Cette innovation, introduite par la révision constitutionnelle de 2008, a été souhaitée par Nicolas Sarkozy qui viendra lundi après-midi devant le Conseil constitutionnel justifier ce choix. Elle pourrait avoir des conséquences inattendues. Parce que, jusque-là, les lois votées par le Parlement n’étaient soumises qu’à un contrôle a priori et ne pouvaient plus être contestées une fois entrées en vigueur. Or, on estime que 7% seulement des lois votées depuis 1958 ont été soumises à ce contrôle.

Les avocats ont déjà commencé à fourbir leurs armes. Dès lundi matin devrait être plaidée à Paris une question sur la constitutionnalité des conditions de la garde à vue. Si le recours présenté est jugé recevable, le Conseil constitutionnel aura trois mois pour se prononcer. Et dans le cas où il jugerait la disposition contraire à la Constitution, elle sera automatiquement abrogée.

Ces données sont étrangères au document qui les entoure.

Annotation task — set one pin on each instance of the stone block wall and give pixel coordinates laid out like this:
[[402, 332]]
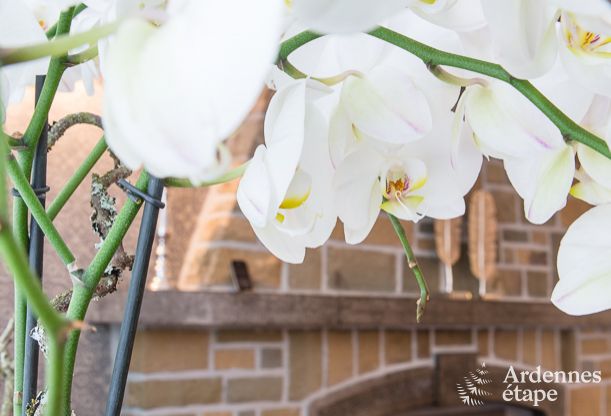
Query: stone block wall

D’autres textes pourraient, selon les experts, être très rapidement contestés, essentiellement dans le domaine fiscal et pénal, mais également la loi Gayssot qui sanctionne le négationnisme ou celle qui interdit le port du voile à l’école.

Néanmoins, il est encore difficile d’évaluer les conséquences d’une telle réforme sur notre législation. D’abord parce que la procédure est assortie de nombreux filtres – le recours doit d’abord être jugé recevable par le tribunal concerné puis par le Conseil d’État ou la Cour de cassation. Ensuite, parce que la plupart des grandes lois récentes relatives aux libertés publiques ont déjà été soumises au contrôle du Conseil constitutionnel. Enfin, parce que les sages eux-mêmes restent prudents face à cette évolution, craignant que leurs nouveaux pouvoirs créent « une instabilité juridique ». « Pas question de se transformer en Cour constitutionnelle », a ainsi expliqué l’un de ses nouveaux membres, Jacques Barrot.

Cette institution jusque-là peu connue du grand public va être cependant contrainte de « sortir de son face-à-face avec le politique », selon l’expression du constitutionnaliste Dominique Rousseau, pour s’ouvrir aux justiciables. Une salle d’audience capable d’accueillir avocats et public a été aménagée, et les débats feront l’objet, comme le souhaite son président Jean-Louis Debré, de retransmissions télévisées. Un bouleversement dans les salons feutrés de la rue Montpensier.